Nisha Coleman is someone I have grown to be a fan of, from seeing her perform at ‘Confabulation‘, to “Things Drugs Taught Me,” to Solos Festival’s “Self-Exile” and right into her book launch next week. There’s nothing like watching deep sincerity and Coleman embodies it every time.

The pre-show music consists of Regina Spektor’s “Open” with these lyrics leading us into the show’s opening: “Potentially lovely, Perpetually human, Suspended and open.” These words perfectly describe the journey Coleman takes us on for the next hour. Coleman’s story starts ever so briefly before her conception with her hippie parents meeting. The stage has four boxes, one in each corner, set for costume changes that aid Coleman’s transitions from toddler, to child, to adolescent, and into adulthood. Each section of her story shares intimate details of learning ways to navigate the world. Coleman transports the audience to places such as her high school hallway and her family’s camping trip. In the end, visibly moved by a more than merited standing ovation, Coleman thanks Jeff Gandell for making the show “5,000 times better than it was” and invites everyone to her book launch on December 4th at 7pm (Drawn and Quarterly, 211 Bernard Ouest).
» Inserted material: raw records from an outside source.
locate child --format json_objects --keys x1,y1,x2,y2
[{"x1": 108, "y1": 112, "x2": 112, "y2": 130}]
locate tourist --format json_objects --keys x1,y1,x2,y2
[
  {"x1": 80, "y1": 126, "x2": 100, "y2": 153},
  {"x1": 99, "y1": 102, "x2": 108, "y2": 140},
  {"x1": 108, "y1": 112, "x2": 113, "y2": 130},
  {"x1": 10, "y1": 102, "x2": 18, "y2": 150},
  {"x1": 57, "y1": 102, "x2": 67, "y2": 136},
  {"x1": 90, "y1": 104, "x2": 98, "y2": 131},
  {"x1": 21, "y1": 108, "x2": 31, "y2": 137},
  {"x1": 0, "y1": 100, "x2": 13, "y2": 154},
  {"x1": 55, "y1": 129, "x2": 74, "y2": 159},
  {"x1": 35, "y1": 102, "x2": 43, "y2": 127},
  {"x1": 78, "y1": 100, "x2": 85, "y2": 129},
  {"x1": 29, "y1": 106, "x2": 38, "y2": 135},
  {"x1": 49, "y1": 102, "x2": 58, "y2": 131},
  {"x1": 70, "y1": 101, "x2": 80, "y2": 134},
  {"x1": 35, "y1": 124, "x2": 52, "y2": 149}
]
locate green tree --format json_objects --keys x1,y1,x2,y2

Here’s the book trailer for ‘Busker’:

Finally, the surprise of the fest, Jon Bennett returns with his beloved show “Fire in the Meth Lab” in a special 10:30pm slot. Bennett has a unique way of interacting with the audience. I’ve never seen him perform with any kind of fourth wall. Even when seeing “Pretending Things are a Cock” at the Toronto Fringe Festival this past summer, he reminded the audience “This is your chance to go to the bathroom,” minutes before show time.

Jon Bennett, "Fire in the Meth Lab," Photo:

Jon Bennett, “Fire in the Meth Lab,” Photo:

In his narrative, Bennett explores unconditional love for his brother, Tim, with an analysis of childhood memories and his brother’s addictions. This piece treats heavy subject matter and is in no way short on humour. This story, despite its title, is a love story. It explores the difficulties of loving who we love, why we love them, and why we can’t stop loving them. A really nice added treat, to an already stellar line-up!